InvokeAI/ldm/simplet2i.py
xra a5fb8469ed use Half precision for reduced memory usage & faster speed
This allows users with 6 & 8gb cards to run 512x512 and for even larger resolutions for bigger GPUs
I compared the output in Beyond Compare and there are minor differences detected at tolerance 3, but side by side the differences are not perceptible.
2022-08-19 17:23:43 +09:00

419 lines
17 KiB
Python

"""Simplified text to image API for stable diffusion/latent diffusion
Example Usage:
from ldm.simplet2i import T2I
# Create an object with default values
t2i = T2I(outdir = <path> // outputs/txt2img-samples
model = <path> // models/ldm/stable-diffusion-v1/model.ckpt
config = <path> // default="configs/stable-diffusion/v1-inference.yaml
iterations = <integer> // how many times to run the sampling (1)
batch_size = <integer> // how many images to generate per sampling (1)
steps = <integer> // 50
seed = <integer> // current system time
sampler = ['ddim','plms'] // ddim
grid = <boolean> // false
width = <integer> // image width, multiple of 64 (512)
height = <integer> // image height, multiple of 64 (512)
cfg_scale = <float> // unconditional guidance scale (7.5)
fixed_code = <boolean> // False
)
# do the slow model initialization
t2i.load_model()
# Do the fast inference & image generation. Any options passed here
# override the default values assigned during class initialization
# Will call load_model() if the model was not previously loaded.
# The method returns a list of images. Each row of the list is a sub-list of [filename,seed]
results = t2i.txt2img(prompt = "an astronaut riding a horse"

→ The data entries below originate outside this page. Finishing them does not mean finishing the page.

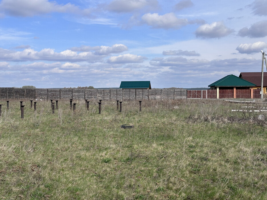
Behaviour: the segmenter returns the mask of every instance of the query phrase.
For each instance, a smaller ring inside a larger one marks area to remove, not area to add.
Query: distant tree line
[[[77,87],[65,87],[64,89],[94,89],[94,88],[92,86],[86,86],[85,87],[81,87],[80,86],[78,86]]]

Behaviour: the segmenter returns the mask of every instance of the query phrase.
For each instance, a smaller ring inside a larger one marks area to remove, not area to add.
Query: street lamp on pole
[[[266,66],[266,69],[267,70],[267,63],[266,62],[266,58],[265,57],[265,53],[263,51],[260,51],[262,54],[262,84],[261,90],[260,91],[260,98],[262,99],[263,98],[263,65],[264,61],[265,61],[265,66]]]

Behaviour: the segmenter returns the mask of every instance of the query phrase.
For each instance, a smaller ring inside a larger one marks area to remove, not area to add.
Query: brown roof
[[[257,86],[261,86],[261,72],[241,72],[239,77],[256,84]],[[263,87],[267,87],[267,72],[263,73]]]

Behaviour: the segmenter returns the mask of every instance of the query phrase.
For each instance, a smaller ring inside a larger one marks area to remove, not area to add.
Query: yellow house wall
[[[251,87],[253,88],[253,89],[257,89],[257,88],[260,88],[260,88],[261,88],[260,87],[257,87],[256,86],[254,87]],[[263,86],[263,90],[264,93],[266,93],[266,92],[267,92],[267,89],[266,89],[266,88],[267,88],[267,86]]]

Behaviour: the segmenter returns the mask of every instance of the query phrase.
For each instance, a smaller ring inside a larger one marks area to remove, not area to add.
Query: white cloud
[[[194,51],[189,51],[181,50],[164,51],[162,52],[162,54],[165,55],[184,55],[187,56],[199,56],[200,55]]]
[[[200,26],[196,31],[195,34],[197,37],[203,38],[219,38],[233,32],[233,30],[226,27],[223,22],[218,21]]]
[[[249,6],[252,9],[254,15],[260,16],[267,15],[267,3],[266,0],[255,0]]]
[[[44,49],[39,52],[31,49],[21,51],[12,51],[0,48],[0,59],[2,60],[21,61],[33,60],[68,61],[87,61],[93,63],[103,57],[103,56],[94,55],[91,52],[79,53],[70,50],[59,53],[51,49]]]
[[[77,69],[80,68],[81,65],[78,64],[70,63],[66,63],[62,65],[61,68],[63,69]]]
[[[147,13],[142,17],[143,23],[155,28],[178,29],[188,24],[187,19],[178,19],[172,13],[163,15]]]
[[[117,56],[111,56],[108,60],[108,62],[111,63],[142,63],[145,57],[140,55],[127,53]]]
[[[85,15],[88,15],[90,13],[90,9],[81,10],[70,3],[59,5],[55,1],[50,2],[48,0],[2,0],[0,10],[9,15],[24,17],[54,12]]]
[[[175,5],[175,9],[177,11],[191,7],[194,5],[191,0],[181,0]]]
[[[177,67],[199,66],[208,64],[209,62],[204,59],[188,59],[181,56],[170,57],[161,60],[151,61],[150,64],[153,66],[167,67],[175,66]]]
[[[80,47],[70,48],[72,51],[93,51],[95,55],[108,55],[110,53],[120,53],[128,50],[128,47],[122,44],[116,44],[111,47],[105,46],[91,47],[82,45]]]
[[[267,20],[264,20],[252,24],[249,28],[247,27],[240,29],[238,35],[241,37],[262,37],[267,35]]]
[[[264,42],[257,42],[253,43],[241,44],[236,49],[241,53],[250,54],[259,53],[261,50],[267,47],[267,44]]]
[[[14,49],[29,49],[31,47],[29,45],[20,45],[14,47]]]
[[[114,0],[106,7],[107,9],[117,13],[132,12],[146,6],[155,7],[157,6],[157,0]]]

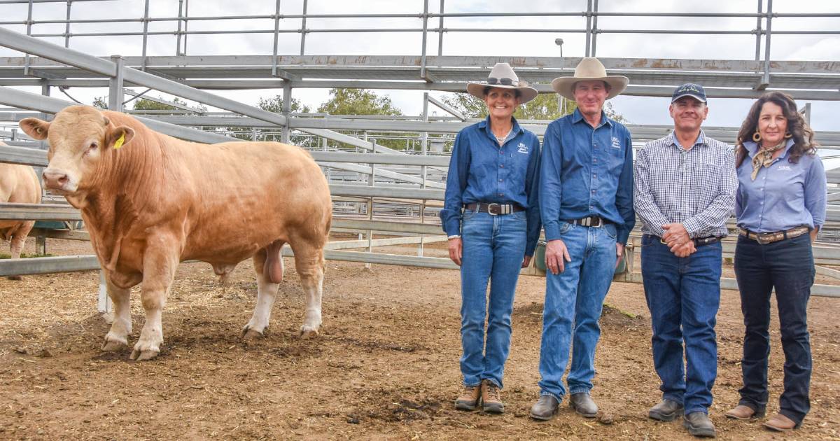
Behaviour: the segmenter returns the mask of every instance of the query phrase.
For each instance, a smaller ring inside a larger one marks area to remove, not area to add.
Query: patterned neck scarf
[[[761,144],[759,144],[759,151],[755,152],[755,156],[753,156],[753,174],[751,177],[753,181],[755,181],[755,176],[759,176],[759,171],[761,167],[769,167],[770,164],[773,164],[773,154],[784,149],[787,145],[787,139],[782,139],[780,143],[773,147],[763,148]]]

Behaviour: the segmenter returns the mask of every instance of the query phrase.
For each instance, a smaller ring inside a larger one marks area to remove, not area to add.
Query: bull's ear
[[[50,123],[37,118],[24,118],[18,125],[33,139],[46,139],[50,130]]]
[[[129,126],[121,125],[108,131],[105,145],[108,148],[120,149],[130,143],[134,138],[134,129]]]

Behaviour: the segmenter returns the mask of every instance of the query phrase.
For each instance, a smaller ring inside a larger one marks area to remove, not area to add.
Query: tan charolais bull
[[[0,142],[0,145],[6,144]],[[0,162],[0,202],[39,203],[41,183],[35,171],[29,165]],[[0,220],[0,238],[12,244],[12,259],[19,259],[26,236],[35,221]],[[20,276],[10,276],[19,281]]]
[[[208,262],[223,278],[253,257],[257,301],[243,336],[261,335],[283,276],[285,243],[307,297],[301,332],[318,333],[332,202],[323,174],[302,149],[191,143],[87,106],[66,108],[51,123],[28,118],[20,127],[49,139],[45,186],[79,208],[90,231],[114,306],[102,350],[128,345],[129,288],[142,281],[146,322],[131,359],[157,356],[161,309],[186,260]]]

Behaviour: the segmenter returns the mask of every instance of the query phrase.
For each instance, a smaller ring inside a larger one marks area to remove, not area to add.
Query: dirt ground
[[[443,246],[427,251],[443,256]],[[48,251],[91,254],[87,243],[51,239]],[[297,337],[304,300],[287,261],[270,333],[244,343],[256,295],[250,263],[224,287],[209,265],[181,265],[164,311],[162,353],[145,362],[99,350],[108,326],[96,313],[97,272],[0,280],[0,438],[690,439],[679,421],[647,418],[659,392],[641,285],[613,284],[601,319],[592,395],[612,423],[584,419],[565,403],[538,423],[528,412],[538,393],[543,278],[520,278],[507,412],[491,416],[452,404],[460,387],[457,271],[327,266],[319,337]],[[738,401],[743,324],[738,292],[722,297],[711,409],[718,438],[840,439],[840,299],[811,301],[811,412],[798,431],[774,435],[760,422],[723,417]],[[144,323],[136,289],[132,305],[134,344]],[[774,412],[784,357],[778,322],[771,329]]]

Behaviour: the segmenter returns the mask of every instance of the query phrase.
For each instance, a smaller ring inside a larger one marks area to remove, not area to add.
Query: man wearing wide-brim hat
[[[627,85],[596,58],[584,58],[575,76],[551,82],[578,108],[549,124],[543,139],[539,205],[548,241],[545,306],[536,419],[550,419],[566,394],[570,405],[594,417],[592,400],[598,320],[612,275],[635,223],[630,132],[606,117],[604,102]],[[572,324],[574,323],[574,330]]]

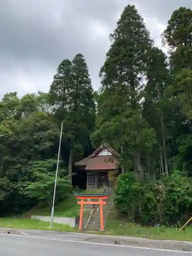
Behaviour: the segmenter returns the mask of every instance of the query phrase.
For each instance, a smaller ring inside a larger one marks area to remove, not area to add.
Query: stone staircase
[[[104,227],[109,212],[113,206],[114,201],[114,195],[111,189],[106,188],[105,193],[111,193],[111,196],[109,197],[108,199],[105,200],[106,202],[106,204],[103,205]],[[92,230],[99,230],[101,228],[100,216],[100,206],[97,205],[87,226],[87,229]]]

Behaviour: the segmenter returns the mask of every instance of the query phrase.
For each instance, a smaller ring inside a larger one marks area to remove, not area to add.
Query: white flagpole
[[[52,226],[53,220],[53,216],[54,216],[54,204],[55,204],[55,192],[56,192],[56,185],[57,185],[57,179],[58,169],[58,167],[59,167],[60,150],[60,144],[61,144],[61,137],[62,137],[62,124],[63,124],[63,123],[62,122],[62,123],[61,123],[61,130],[60,130],[60,135],[59,150],[58,150],[58,158],[57,158],[57,168],[56,168],[56,170],[55,181],[55,187],[54,187],[54,189],[53,205],[52,205],[52,209],[51,209],[51,221],[50,221],[50,227],[51,227]]]

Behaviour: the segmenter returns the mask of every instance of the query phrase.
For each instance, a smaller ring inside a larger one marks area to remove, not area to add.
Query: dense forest
[[[60,62],[48,93],[4,95],[2,216],[51,206],[62,121],[56,203],[72,191],[74,162],[104,142],[121,153],[119,215],[148,224],[191,214],[192,11],[175,11],[161,38],[166,54],[129,5],[110,35],[98,90],[78,54]]]

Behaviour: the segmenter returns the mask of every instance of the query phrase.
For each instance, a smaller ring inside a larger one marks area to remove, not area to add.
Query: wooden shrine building
[[[78,172],[87,172],[87,189],[110,187],[108,173],[118,168],[120,155],[108,144],[101,145],[86,158],[75,163]]]

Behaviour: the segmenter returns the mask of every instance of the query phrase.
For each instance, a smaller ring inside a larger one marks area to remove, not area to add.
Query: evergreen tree
[[[74,154],[83,153],[95,123],[95,104],[91,81],[82,54],[59,65],[50,90],[55,117],[63,121],[63,132],[70,144],[69,175],[71,177]]]
[[[192,11],[181,7],[173,13],[162,35],[163,44],[169,48],[170,66],[175,76],[175,82],[169,92],[189,122],[192,119],[191,24]]]
[[[101,137],[117,148],[121,146],[123,155],[126,155],[123,161],[129,155],[140,176],[142,155],[155,143],[154,131],[142,118],[140,106],[153,42],[135,6],[125,8],[110,38],[112,44],[100,73],[101,95],[93,138]]]

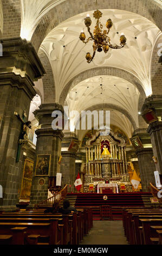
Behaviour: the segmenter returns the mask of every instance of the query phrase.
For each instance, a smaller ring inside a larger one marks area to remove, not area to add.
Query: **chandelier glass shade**
[[[100,21],[100,19],[102,17],[102,13],[99,10],[96,10],[93,13],[93,17],[96,20],[96,24],[94,28],[93,34],[90,32],[90,27],[92,24],[92,20],[89,16],[85,19],[85,23],[87,28],[90,36],[86,40],[86,35],[84,32],[80,33],[79,38],[85,44],[87,44],[89,41],[93,41],[93,53],[92,56],[90,52],[87,52],[86,58],[88,63],[90,63],[93,59],[96,51],[99,52],[103,50],[107,53],[109,48],[113,49],[120,49],[124,47],[126,44],[126,38],[124,35],[121,35],[120,38],[120,45],[116,44],[113,45],[111,42],[111,39],[108,36],[110,29],[113,26],[113,22],[111,19],[108,19],[106,23],[106,27],[108,30],[103,29],[103,26]]]

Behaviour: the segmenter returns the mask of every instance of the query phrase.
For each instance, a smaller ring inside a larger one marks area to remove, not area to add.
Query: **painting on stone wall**
[[[49,175],[50,158],[50,155],[37,155],[35,176]]]
[[[20,198],[30,199],[34,162],[25,159],[20,193]]]

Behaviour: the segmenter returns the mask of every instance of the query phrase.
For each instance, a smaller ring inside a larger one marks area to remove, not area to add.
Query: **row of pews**
[[[162,209],[123,208],[122,222],[131,245],[162,245]]]
[[[69,215],[43,209],[0,214],[1,245],[77,245],[93,227],[90,209]]]

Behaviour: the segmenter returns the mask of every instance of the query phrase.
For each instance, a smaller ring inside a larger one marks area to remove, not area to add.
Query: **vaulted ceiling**
[[[156,37],[161,33],[160,30],[148,20],[133,13],[120,10],[101,11],[101,21],[103,25],[108,17],[113,21],[109,34],[112,43],[119,44],[121,33],[126,36],[127,45],[124,48],[110,49],[107,54],[97,52],[94,62],[87,63],[85,56],[87,52],[92,52],[92,43],[86,45],[79,38],[82,30],[88,36],[84,25],[87,13],[80,14],[60,23],[42,44],[41,48],[51,62],[58,102],[64,87],[73,77],[84,70],[98,66],[113,66],[127,70],[141,81],[147,96],[152,93],[150,74],[151,54]],[[88,13],[92,17],[93,13]],[[93,17],[92,20],[93,31],[95,20]]]
[[[112,109],[113,106],[122,112],[122,114],[127,114],[128,116],[132,117],[136,126],[138,127],[139,95],[138,89],[124,79],[112,76],[102,76],[101,78],[95,76],[84,80],[71,88],[66,102],[69,111],[75,109],[79,113],[99,105],[101,108],[106,105],[107,109]],[[73,129],[77,117],[72,115],[70,117]]]

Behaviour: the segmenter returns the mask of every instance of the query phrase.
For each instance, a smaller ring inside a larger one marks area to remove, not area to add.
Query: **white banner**
[[[0,198],[3,198],[3,189],[2,189],[2,186],[0,185]]]
[[[158,170],[156,170],[155,172],[154,172],[154,174],[155,175],[156,186],[158,188],[160,188],[161,187],[162,187],[162,186],[160,184],[159,173]]]
[[[57,173],[56,174],[56,186],[61,186],[62,173]]]

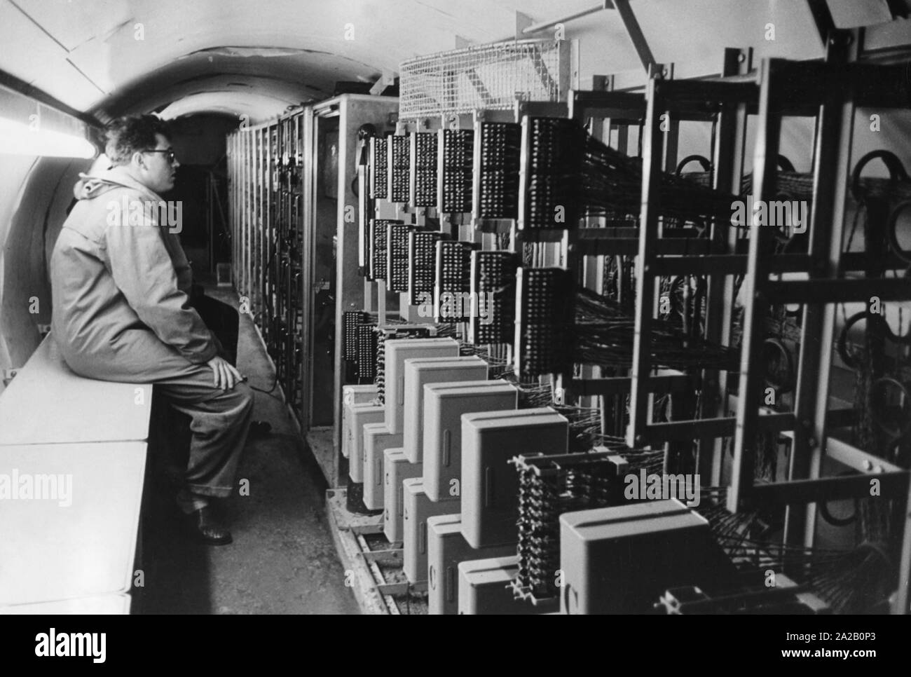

outdir = "./outputs/txt2img-samples)
)
for row in results:
print(f'filename={row[0]}')
print(f'seed ={row[1]}')
# Same thing, but using an initial image.
results = t2i.img2img(prompt = "an astronaut riding a horse"
outdir = "./outputs/img2img-samples"
init_img = "./sketches/horse+rider.png")
for row in results:
print(f'filename={row[0]}')
print(f'seed ={row[1]}')
"""
import torch
import numpy as np
import random
import sys
import os
from omegaconf import OmegaConf
from PIL import Image
from tqdm import tqdm, trange
from itertools import islice
from einops import rearrange, repeat
from torchvision.utils import make_grid
from pytorch_lightning import seed_everything
from torch import autocast
from contextlib import contextmanager, nullcontext
import time
import math
from ldm.util import instantiate_from_config
from ldm.models.diffusion.ddim import DDIMSampler
from ldm.models.diffusion.plms import PLMSSampler
class T2I:
"""T2I class
Attributes
----------
outdir
model
config
iterations
batch_size
steps
seed
sampler
grid
individual
width
height
cfg_scale
fixed_code
latent_channels
downsampling_factor
precision
strength
"""
def __init__(self,
outdir="outputs/txt2img-samples",
batch_size=1,
iterations = 1,
width=512,
height=512,
grid=False,
individual=None, # redundant
steps=50,
seed=None,
cfg_scale=7.5,
weights="models/ldm/stable-diffusion-v1/model.ckpt",
config = "configs/latent-diffusion/txt2img-1p4B-eval.yaml",
sampler="plms",
latent_channels=4,
downsampling_factor=8,
ddim_eta=0.0, # deterministic
fixed_code=False,
precision='autocast',
strength=0.75 # default in scripts/img2img.py
):
self.outdir = outdir
self.batch_size = batch_size
self.iterations = iterations
self.width = width
self.height = height
self.grid = grid
self.steps = steps
self.cfg_scale = cfg_scale
self.weights = weights
self.config = config
self.sampler_name = sampler
self.fixed_code = fixed_code
self.latent_channels = latent_channels
self.downsampling_factor = downsampling_factor
self.ddim_eta = ddim_eta
self.precision = precision
self.strength = strength
self.model = None # empty for now
self.sampler = None
if seed is None:
self.seed = self._new_seed()
else:
self.seed = seed
def txt2img(self,prompt,outdir=None,batch_size=None,iterations=None,
steps=None,seed=None,grid=None,individual=None,width=None,height=None,
cfg_scale=None,ddim_eta=None,strength=None,init_img=None):
"""
Generate an image from the prompt, writing iteration images into the outdir
The output is a list of lists in the format: [[filename1,seed1], [filename2,seed2],...]
"""
outdir = outdir or self.outdir
steps = steps or self.steps
seed = seed or self.seed
width = width or self.width
height = height or self.height
cfg_scale = cfg_scale or self.cfg_scale
ddim_eta = ddim_eta or self.ddim_eta
batch_size = batch_size or self.batch_size
iterations = iterations or self.iterations
strength = strength or self.strength # not actually used here, but preserved for code refactoring
model = self.load_model() # will instantiate the model or return it from cache
# grid and individual are mutually exclusive, with individual taking priority.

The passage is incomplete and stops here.